Many of the pieces here, especially the traditional ones, are repetitive in the way that old time music is ("Hallie's Hornpipe" and "Torment of Billie" for example). Where jazz music would have a head which is then improvised over, here we simply have the head, or the main theme of the piece, repeated, with any improvisation being very subtle and limited. It's not always beautiful in a Hallmark card kind of way. Some might unfairly use the word monotonous for some of the moments here, those aspects that could be somewhat alienating.
But for mandolin players and fans -- the kind of listener that has some idea of what this is and where it is coming from -- this recording is pure gold through and through.
Given that "Rotten Taters" is Compton's first solo release, we've only ever heard him in ensemble settings through the screen of others' creative ideas. Indeed, Compton has made a career playing on the recordings of others, and he once summed up his philosophy of studio work as "do what the man says, collect your money and go home." Between that and his signature sound lies the reason he has gotten the work that he has. Never one to pull focus, he's added flavor to many, many fantastic recordings over the years, some of the most notable ones being the last six studio albums of John Hartford, those of the Nashville Bluegrass Band and the soundtrack to the film "O Brother Where Art Thou," as well as a collaboration with the guitar great David Grier.
Still, through those projects, Compton has rightly earned a reputation as one of the best. Here, for the first time, is pure, unadorned Compton. In some ways, it's like hearing a great artist for the first time.
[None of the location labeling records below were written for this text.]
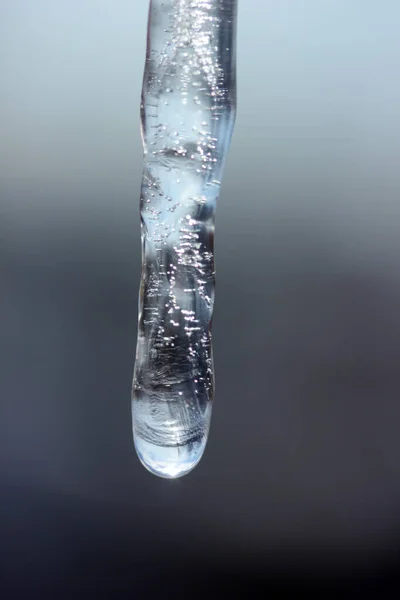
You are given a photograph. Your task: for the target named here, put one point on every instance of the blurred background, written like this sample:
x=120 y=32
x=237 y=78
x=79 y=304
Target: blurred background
x=300 y=483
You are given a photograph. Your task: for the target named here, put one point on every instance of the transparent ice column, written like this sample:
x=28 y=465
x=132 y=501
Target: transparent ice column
x=187 y=117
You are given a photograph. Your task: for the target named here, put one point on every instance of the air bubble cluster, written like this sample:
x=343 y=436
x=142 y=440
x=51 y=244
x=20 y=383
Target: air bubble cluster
x=187 y=117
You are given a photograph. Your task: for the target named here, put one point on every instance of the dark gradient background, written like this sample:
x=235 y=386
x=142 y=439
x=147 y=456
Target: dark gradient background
x=300 y=483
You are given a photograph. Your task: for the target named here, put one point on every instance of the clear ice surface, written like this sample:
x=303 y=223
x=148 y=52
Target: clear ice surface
x=187 y=118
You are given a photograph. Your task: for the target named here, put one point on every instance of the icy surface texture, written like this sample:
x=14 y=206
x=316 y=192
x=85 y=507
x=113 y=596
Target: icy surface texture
x=187 y=116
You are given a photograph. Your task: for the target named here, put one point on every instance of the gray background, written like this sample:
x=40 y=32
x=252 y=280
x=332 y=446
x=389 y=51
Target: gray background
x=302 y=472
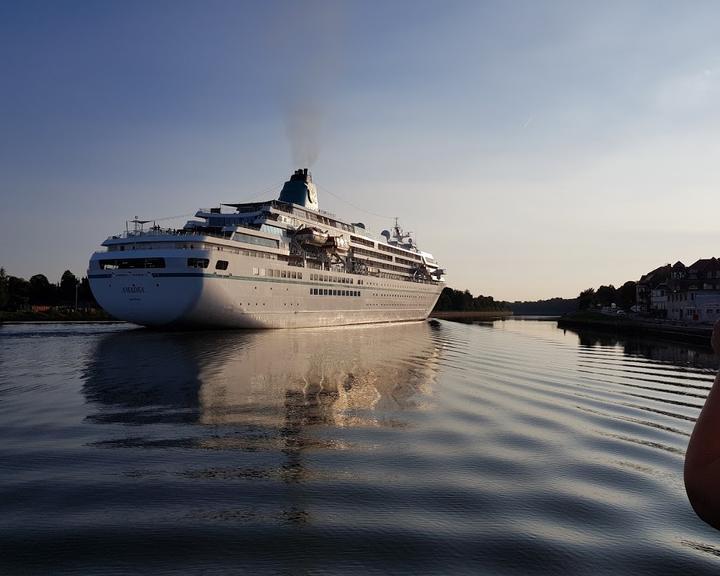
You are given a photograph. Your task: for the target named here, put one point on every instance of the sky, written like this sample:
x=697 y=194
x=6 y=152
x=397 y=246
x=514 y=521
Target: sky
x=535 y=148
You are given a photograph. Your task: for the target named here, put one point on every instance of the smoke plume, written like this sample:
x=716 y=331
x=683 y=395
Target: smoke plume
x=309 y=42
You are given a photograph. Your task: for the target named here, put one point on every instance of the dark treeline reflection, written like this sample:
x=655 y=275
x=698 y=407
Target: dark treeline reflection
x=652 y=349
x=269 y=380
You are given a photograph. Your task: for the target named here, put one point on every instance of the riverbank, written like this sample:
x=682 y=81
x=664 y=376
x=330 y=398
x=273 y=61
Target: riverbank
x=56 y=315
x=667 y=330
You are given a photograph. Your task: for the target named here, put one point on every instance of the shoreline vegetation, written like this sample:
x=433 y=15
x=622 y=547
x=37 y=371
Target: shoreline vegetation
x=636 y=326
x=39 y=300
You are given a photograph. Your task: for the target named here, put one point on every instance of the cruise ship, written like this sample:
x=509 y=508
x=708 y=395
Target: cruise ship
x=275 y=264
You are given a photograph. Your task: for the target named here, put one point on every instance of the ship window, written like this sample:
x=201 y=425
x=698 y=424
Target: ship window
x=132 y=263
x=249 y=239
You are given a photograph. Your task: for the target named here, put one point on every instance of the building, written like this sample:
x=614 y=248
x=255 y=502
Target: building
x=682 y=293
x=648 y=290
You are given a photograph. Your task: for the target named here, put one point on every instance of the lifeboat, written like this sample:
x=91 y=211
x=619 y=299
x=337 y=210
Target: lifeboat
x=311 y=236
x=338 y=244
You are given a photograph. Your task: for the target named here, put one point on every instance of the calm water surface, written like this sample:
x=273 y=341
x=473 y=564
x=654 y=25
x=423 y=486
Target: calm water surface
x=428 y=448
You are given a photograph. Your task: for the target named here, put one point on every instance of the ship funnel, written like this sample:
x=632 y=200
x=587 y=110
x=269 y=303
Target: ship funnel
x=300 y=190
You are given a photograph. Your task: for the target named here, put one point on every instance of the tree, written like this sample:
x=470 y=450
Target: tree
x=606 y=295
x=41 y=291
x=68 y=284
x=18 y=292
x=586 y=298
x=85 y=295
x=4 y=292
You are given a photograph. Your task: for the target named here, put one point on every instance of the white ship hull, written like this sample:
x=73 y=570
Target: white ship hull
x=245 y=296
x=273 y=264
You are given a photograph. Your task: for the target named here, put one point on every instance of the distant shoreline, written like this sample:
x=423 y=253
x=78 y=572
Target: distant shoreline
x=27 y=316
x=638 y=327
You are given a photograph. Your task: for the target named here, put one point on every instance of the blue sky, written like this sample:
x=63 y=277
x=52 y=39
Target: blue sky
x=535 y=148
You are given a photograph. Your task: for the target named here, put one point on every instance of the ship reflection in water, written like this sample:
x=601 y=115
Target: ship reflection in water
x=261 y=390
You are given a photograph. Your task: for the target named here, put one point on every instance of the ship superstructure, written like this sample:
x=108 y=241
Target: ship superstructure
x=275 y=264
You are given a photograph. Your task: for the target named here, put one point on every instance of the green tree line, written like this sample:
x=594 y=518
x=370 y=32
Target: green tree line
x=623 y=297
x=19 y=294
x=452 y=300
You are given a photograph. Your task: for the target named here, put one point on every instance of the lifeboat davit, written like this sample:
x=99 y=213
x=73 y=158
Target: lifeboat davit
x=311 y=236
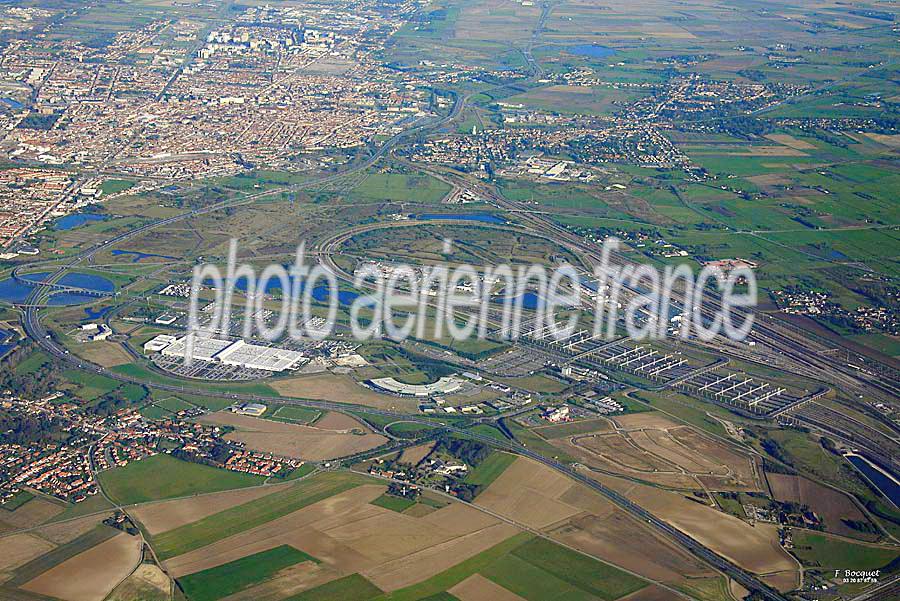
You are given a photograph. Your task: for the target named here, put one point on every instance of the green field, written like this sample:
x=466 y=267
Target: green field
x=394 y=186
x=17 y=501
x=240 y=574
x=394 y=503
x=164 y=477
x=255 y=513
x=294 y=414
x=490 y=469
x=829 y=553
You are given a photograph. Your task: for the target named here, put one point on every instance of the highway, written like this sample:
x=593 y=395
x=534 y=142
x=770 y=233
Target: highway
x=35 y=330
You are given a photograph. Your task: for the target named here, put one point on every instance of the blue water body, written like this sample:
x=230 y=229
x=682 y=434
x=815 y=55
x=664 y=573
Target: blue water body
x=482 y=217
x=76 y=220
x=12 y=103
x=88 y=282
x=590 y=50
x=139 y=255
x=884 y=484
x=320 y=293
x=13 y=291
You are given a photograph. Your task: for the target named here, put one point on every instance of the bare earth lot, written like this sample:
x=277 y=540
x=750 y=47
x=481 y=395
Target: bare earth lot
x=539 y=497
x=753 y=548
x=340 y=389
x=655 y=449
x=293 y=440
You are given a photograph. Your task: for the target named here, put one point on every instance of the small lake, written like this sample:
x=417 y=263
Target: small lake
x=590 y=50
x=139 y=255
x=481 y=217
x=885 y=484
x=13 y=291
x=77 y=220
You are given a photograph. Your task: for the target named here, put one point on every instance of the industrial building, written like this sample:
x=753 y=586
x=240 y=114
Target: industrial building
x=445 y=385
x=253 y=356
x=252 y=409
x=227 y=352
x=158 y=343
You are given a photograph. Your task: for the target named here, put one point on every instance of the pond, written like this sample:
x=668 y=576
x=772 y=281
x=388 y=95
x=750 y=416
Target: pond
x=17 y=291
x=76 y=220
x=140 y=255
x=878 y=478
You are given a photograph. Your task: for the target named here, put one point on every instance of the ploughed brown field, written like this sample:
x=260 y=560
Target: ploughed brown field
x=754 y=548
x=91 y=575
x=832 y=506
x=293 y=440
x=348 y=534
x=536 y=496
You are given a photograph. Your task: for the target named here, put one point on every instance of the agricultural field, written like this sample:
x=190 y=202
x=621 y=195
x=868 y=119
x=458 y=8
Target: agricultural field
x=332 y=436
x=148 y=142
x=135 y=483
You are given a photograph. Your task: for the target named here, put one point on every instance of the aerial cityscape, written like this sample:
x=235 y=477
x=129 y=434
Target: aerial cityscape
x=449 y=300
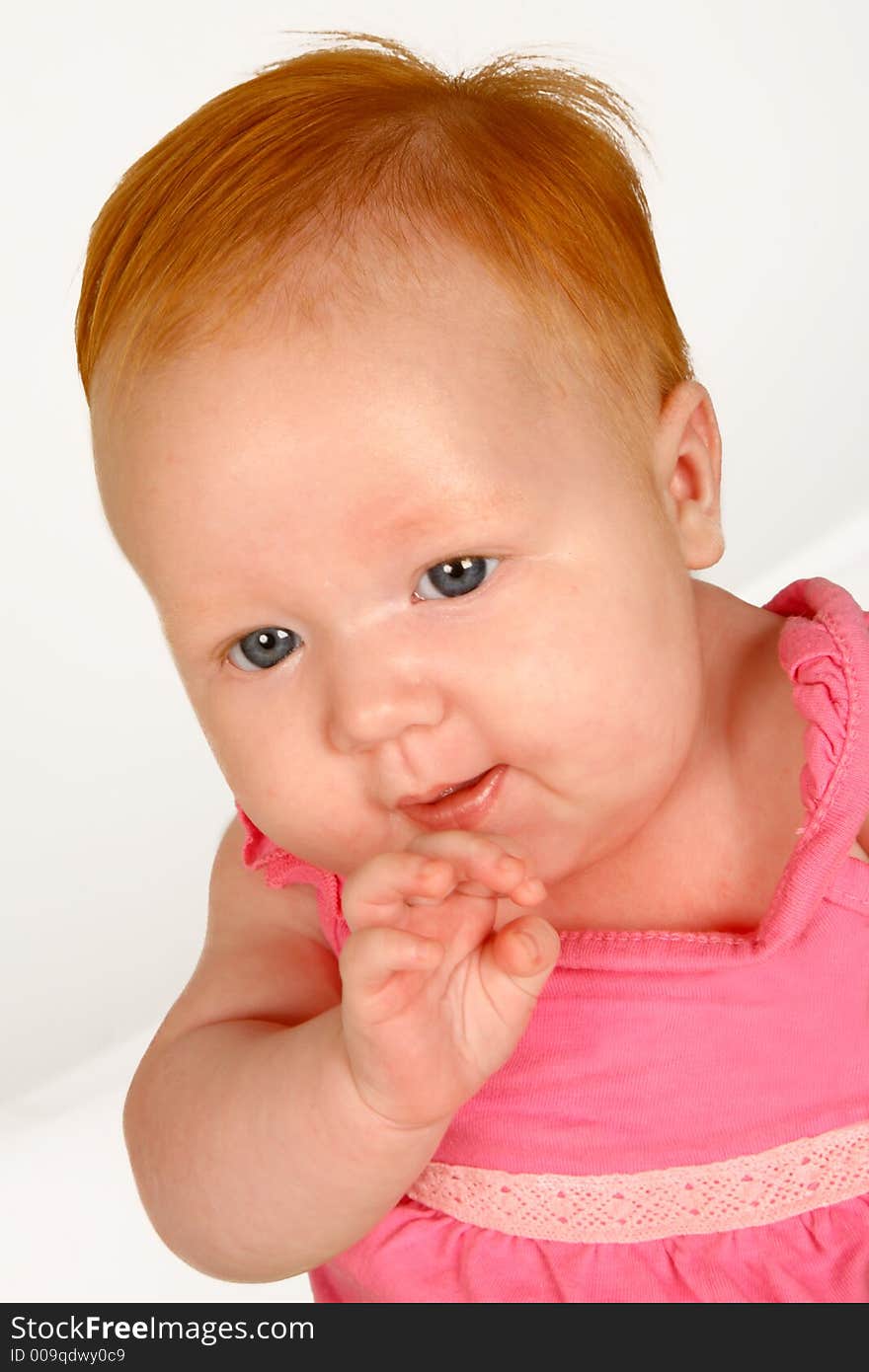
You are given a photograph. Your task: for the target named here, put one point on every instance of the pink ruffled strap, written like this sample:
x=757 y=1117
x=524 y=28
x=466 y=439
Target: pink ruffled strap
x=281 y=869
x=824 y=647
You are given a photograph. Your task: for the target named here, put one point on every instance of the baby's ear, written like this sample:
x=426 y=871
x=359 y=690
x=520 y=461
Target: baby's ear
x=688 y=464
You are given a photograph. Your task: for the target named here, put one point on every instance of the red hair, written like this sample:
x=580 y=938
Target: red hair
x=521 y=164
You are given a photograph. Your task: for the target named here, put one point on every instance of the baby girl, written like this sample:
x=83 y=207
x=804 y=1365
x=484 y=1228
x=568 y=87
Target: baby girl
x=537 y=959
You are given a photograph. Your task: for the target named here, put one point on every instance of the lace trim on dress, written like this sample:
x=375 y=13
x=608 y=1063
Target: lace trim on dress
x=709 y=1198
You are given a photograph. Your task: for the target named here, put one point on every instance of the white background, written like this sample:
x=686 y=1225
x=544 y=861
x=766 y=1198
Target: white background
x=755 y=114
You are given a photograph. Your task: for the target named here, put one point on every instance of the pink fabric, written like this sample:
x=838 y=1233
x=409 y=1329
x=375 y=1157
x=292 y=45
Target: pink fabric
x=655 y=1051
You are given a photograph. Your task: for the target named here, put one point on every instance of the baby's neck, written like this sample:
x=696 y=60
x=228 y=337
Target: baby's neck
x=718 y=873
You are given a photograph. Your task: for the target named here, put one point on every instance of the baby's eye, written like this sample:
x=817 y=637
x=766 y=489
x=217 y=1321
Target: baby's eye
x=264 y=648
x=456 y=576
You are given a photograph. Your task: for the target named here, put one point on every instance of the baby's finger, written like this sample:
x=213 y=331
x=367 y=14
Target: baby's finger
x=376 y=893
x=369 y=956
x=484 y=864
x=527 y=950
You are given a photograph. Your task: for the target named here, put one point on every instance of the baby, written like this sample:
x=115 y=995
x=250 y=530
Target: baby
x=537 y=962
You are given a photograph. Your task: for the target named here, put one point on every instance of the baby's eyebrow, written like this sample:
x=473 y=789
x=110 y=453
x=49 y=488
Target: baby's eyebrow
x=416 y=519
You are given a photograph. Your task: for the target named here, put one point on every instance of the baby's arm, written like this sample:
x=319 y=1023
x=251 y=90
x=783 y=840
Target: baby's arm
x=254 y=1156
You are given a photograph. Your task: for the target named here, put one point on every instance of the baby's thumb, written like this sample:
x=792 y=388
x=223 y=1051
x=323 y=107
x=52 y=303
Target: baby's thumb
x=527 y=949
Tracks like "How Do you Want Your Rollin' Done" and "I'll Tell you About the Women" seem, in a sense, like portraits of Compton himself, his effervescence and humor laid bare, things which are ever only glimpsed in his sets with the Nashville Bluegrass Band.
Of note, the cut "Forever has Come to an End" is stark and longing, excellently accompanied only by mandolin chords and cross-picking, bringing out the desperation of the lyric. (Compton has spoken glowingly of Tim O'Brien's work, and "Forever" seems to make a nod in O'Brien's direction.) "Jenny Lynn" is a tribute to Monroe, remaining very close to Monroe's style, as is the original piece "Wood Butcher's Walkabout" (which, incidentally, is like a master class in the slides that are a hallmark of Comptons' playing).
Ultimately, if this recording isn't for everyone, it's also a reminder that no albums ever are, no matter how the critics laud them or how many people buy them. This collection, like Compton himself, is just what it is. It's a brilliant collection intended for an audience of listeners that share its vocabulary, a fairly specific audience of people that, rightfully, will simply eat it up. It's a great statement from a wonderful musician that, in the minds of many, has been eagerly awaited and undoubtedly overdue.